What does the warning mean?
Have you noticed a warning icon next to a Baresquare ticket title that looks like the one below?
This is a warning that comes from Google Analytics (GA) API when Baresqure pulls the data. It means that if the same data is extracted again, there could be slight differences compared to what you see in the GA UI. Or that data is sampled, e.g., due to the volume of a website's traffic and GA only reports on a portion of it.

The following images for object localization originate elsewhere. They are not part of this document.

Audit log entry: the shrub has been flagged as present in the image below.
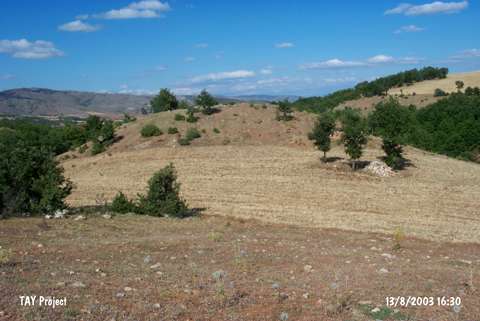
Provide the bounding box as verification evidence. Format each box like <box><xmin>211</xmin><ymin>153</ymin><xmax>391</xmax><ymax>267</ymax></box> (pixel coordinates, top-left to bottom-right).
<box><xmin>178</xmin><ymin>137</ymin><xmax>190</xmax><ymax>145</ymax></box>
<box><xmin>186</xmin><ymin>107</ymin><xmax>199</xmax><ymax>123</ymax></box>
<box><xmin>0</xmin><ymin>247</ymin><xmax>11</xmax><ymax>264</ymax></box>
<box><xmin>110</xmin><ymin>192</ymin><xmax>136</xmax><ymax>214</ymax></box>
<box><xmin>213</xmin><ymin>128</ymin><xmax>220</xmax><ymax>134</ymax></box>
<box><xmin>91</xmin><ymin>141</ymin><xmax>105</xmax><ymax>155</ymax></box>
<box><xmin>174</xmin><ymin>114</ymin><xmax>186</xmax><ymax>121</ymax></box>
<box><xmin>185</xmin><ymin>128</ymin><xmax>201</xmax><ymax>141</ymax></box>
<box><xmin>136</xmin><ymin>164</ymin><xmax>188</xmax><ymax>217</ymax></box>
<box><xmin>141</xmin><ymin>124</ymin><xmax>162</xmax><ymax>137</ymax></box>
<box><xmin>434</xmin><ymin>88</ymin><xmax>447</xmax><ymax>97</ymax></box>
<box><xmin>167</xmin><ymin>127</ymin><xmax>179</xmax><ymax>134</ymax></box>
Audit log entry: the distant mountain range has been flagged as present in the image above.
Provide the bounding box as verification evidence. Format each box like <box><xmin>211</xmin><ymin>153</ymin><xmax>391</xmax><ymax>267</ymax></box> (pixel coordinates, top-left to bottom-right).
<box><xmin>0</xmin><ymin>88</ymin><xmax>300</xmax><ymax>118</ymax></box>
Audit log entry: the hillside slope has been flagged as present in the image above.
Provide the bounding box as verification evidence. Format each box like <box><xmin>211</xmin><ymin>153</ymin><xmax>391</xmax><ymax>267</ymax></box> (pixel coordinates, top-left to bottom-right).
<box><xmin>61</xmin><ymin>104</ymin><xmax>480</xmax><ymax>243</ymax></box>
<box><xmin>335</xmin><ymin>70</ymin><xmax>480</xmax><ymax>113</ymax></box>
<box><xmin>389</xmin><ymin>70</ymin><xmax>480</xmax><ymax>95</ymax></box>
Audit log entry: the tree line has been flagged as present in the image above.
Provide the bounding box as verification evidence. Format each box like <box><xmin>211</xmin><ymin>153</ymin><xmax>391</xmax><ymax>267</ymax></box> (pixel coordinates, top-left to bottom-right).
<box><xmin>293</xmin><ymin>66</ymin><xmax>449</xmax><ymax>113</ymax></box>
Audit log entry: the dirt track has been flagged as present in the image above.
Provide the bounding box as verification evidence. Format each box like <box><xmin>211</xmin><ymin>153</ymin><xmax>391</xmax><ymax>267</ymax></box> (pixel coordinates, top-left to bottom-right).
<box><xmin>63</xmin><ymin>142</ymin><xmax>480</xmax><ymax>244</ymax></box>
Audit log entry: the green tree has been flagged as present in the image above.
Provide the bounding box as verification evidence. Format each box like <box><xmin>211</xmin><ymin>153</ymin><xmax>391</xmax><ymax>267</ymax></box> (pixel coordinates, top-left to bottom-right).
<box><xmin>277</xmin><ymin>100</ymin><xmax>293</xmax><ymax>121</ymax></box>
<box><xmin>455</xmin><ymin>80</ymin><xmax>464</xmax><ymax>92</ymax></box>
<box><xmin>0</xmin><ymin>137</ymin><xmax>72</xmax><ymax>217</ymax></box>
<box><xmin>310</xmin><ymin>113</ymin><xmax>336</xmax><ymax>161</ymax></box>
<box><xmin>341</xmin><ymin>110</ymin><xmax>367</xmax><ymax>170</ymax></box>
<box><xmin>368</xmin><ymin>98</ymin><xmax>414</xmax><ymax>169</ymax></box>
<box><xmin>195</xmin><ymin>89</ymin><xmax>218</xmax><ymax>115</ymax></box>
<box><xmin>151</xmin><ymin>88</ymin><xmax>179</xmax><ymax>113</ymax></box>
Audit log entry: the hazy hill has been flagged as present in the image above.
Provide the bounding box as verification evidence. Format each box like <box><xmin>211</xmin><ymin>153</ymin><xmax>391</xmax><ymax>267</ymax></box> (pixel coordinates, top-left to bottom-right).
<box><xmin>0</xmin><ymin>88</ymin><xmax>152</xmax><ymax>118</ymax></box>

Baresquare's data extraction process is optimized both for speed and data accuracy. Even when data discrepancies are reported, they are usually too small to be noticed.
Why does this happen?
When Baresquare connects to your Google Analytics (GA) account and performs a request to extract data, the GA API response may contain the following keys:
'isDataGolden': this indicates if the data is complete, i.e. the response to this request wouldn't return different results if asked at a later point in time.
'samplesReadCounts' / 'samplingSpaceSize': this shows if the results are sampled.*
When data is not golden (i.e., the 'isDataGolden' key is not present in the GA API response) or when data is sampled (i.e., both the 'samplesReadCount' and the 'samplingSpaceSizes' keys are present in the GA API response), then the warning icon is appended next to the title of the ticket referring to this data.

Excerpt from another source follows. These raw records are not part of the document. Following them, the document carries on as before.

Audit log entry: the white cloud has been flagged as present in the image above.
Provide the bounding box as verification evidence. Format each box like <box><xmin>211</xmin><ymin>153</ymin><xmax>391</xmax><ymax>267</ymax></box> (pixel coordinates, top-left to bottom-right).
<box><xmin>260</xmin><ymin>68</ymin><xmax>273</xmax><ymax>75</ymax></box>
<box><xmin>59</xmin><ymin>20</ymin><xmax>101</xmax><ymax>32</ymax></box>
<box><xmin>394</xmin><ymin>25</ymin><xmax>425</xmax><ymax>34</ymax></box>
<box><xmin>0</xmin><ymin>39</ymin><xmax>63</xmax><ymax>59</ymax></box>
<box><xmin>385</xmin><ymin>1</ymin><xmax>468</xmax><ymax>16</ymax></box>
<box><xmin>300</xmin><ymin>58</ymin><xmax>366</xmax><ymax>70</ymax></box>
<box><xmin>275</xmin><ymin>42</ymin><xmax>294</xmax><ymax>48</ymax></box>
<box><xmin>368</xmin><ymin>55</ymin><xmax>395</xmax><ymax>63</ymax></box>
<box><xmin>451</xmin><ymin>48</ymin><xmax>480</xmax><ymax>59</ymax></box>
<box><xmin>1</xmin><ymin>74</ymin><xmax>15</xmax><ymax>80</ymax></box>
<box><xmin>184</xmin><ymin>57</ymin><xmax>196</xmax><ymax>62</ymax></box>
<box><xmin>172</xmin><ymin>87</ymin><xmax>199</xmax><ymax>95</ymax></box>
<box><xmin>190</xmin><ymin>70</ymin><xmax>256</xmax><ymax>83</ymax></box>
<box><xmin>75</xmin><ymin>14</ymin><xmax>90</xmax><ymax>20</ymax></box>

Could this be addressed somehow?
Baresquare by default performs requests that contain the 'samplingLevel' field set to "Large" to avoid sampled data as much as possible**. Also, the extraction time is automatically set to balance data completeness and freshness of reported anomalies. This is done by ensuring the extraction request takes place at least 4 hours after the closing of the day to process full data (learn more about GA data freshness here).
However, these cannot always guarantee that data will be complete or unsampled in GA API responses. We could delay the data extraction/processing upon request, in order to ensure data completeness. Feel free to contact us if you would like us to do so!

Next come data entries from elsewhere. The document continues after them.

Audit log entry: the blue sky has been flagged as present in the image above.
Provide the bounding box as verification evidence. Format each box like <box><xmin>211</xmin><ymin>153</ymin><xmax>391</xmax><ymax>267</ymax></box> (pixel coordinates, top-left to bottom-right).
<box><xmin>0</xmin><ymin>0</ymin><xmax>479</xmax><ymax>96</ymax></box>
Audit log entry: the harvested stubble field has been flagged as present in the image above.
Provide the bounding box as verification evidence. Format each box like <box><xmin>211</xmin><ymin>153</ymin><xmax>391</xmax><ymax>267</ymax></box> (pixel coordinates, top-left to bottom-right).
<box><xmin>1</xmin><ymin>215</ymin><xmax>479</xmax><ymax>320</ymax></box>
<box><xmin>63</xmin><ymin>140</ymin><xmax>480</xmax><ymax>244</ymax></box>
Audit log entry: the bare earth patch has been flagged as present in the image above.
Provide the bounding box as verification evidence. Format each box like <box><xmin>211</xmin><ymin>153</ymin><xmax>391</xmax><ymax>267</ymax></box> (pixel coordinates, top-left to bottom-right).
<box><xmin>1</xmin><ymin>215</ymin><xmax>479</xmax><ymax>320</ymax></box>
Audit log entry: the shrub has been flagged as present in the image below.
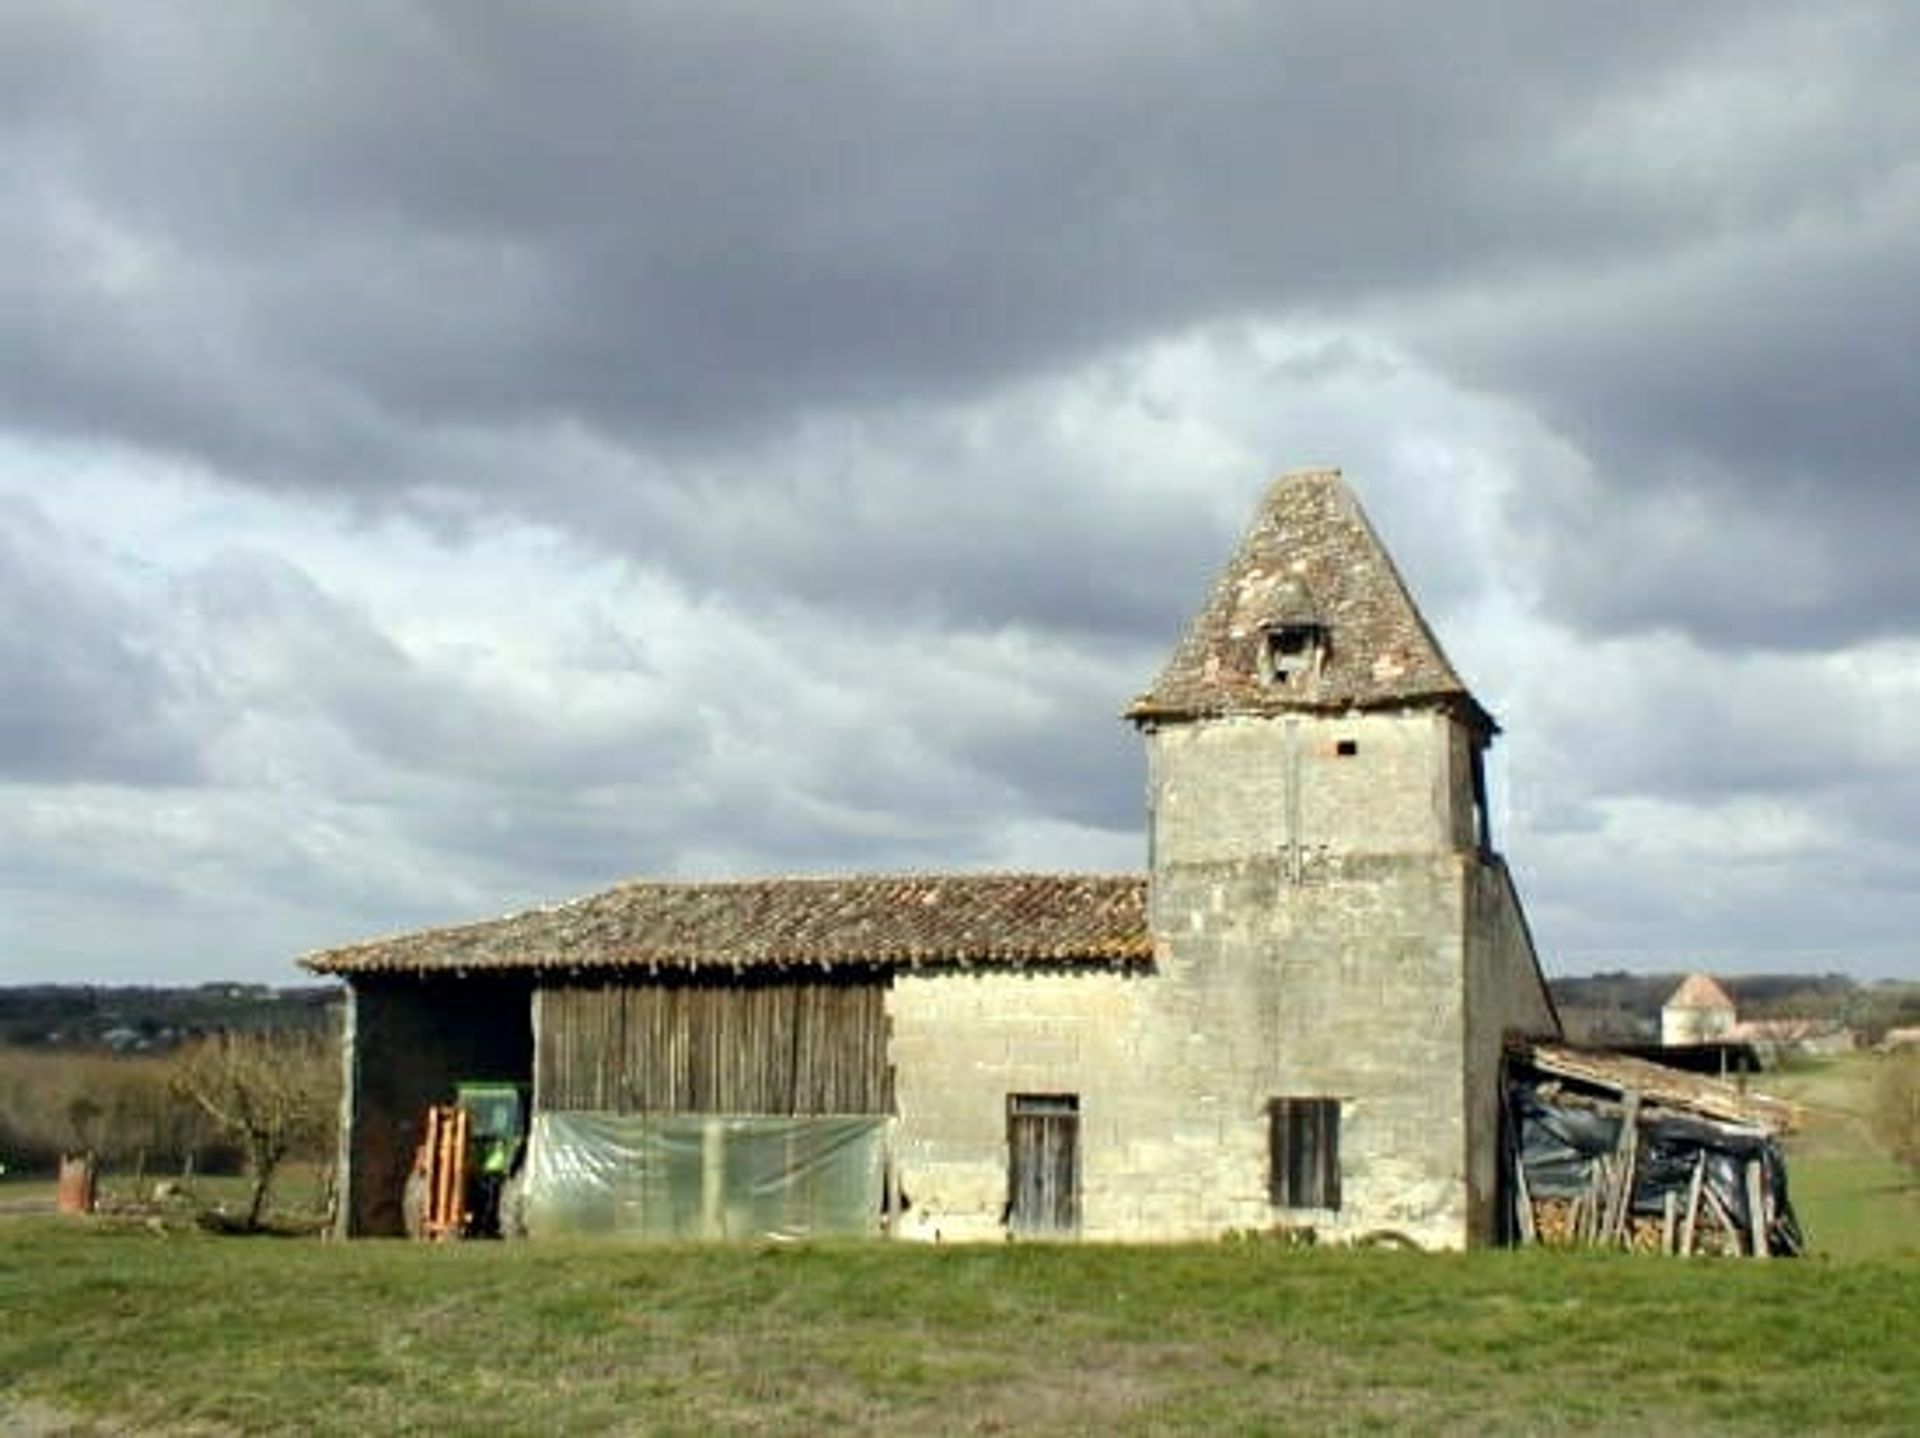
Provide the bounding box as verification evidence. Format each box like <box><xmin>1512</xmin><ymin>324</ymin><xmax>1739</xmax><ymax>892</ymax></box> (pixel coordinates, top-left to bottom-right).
<box><xmin>1871</xmin><ymin>1050</ymin><xmax>1920</xmax><ymax>1175</ymax></box>
<box><xmin>0</xmin><ymin>1049</ymin><xmax>218</xmax><ymax>1173</ymax></box>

* sampling in data analysis is the practice of analyzing a subset of all data in order to infer meaningful information in the larger data set. Learn more about sampling in Google Analytics here.
** If the 'samplingLevel' field is unspecified in a request, the DEFAULT sampling level is used. The available options are:
DEFAULT: returns response with a sample size that balances speed and accuracy.
SMALL: returns a fast response with a smaller sampling size.
LARGE: returns a more accurate response using a large sampling size. But this may result in slower responses.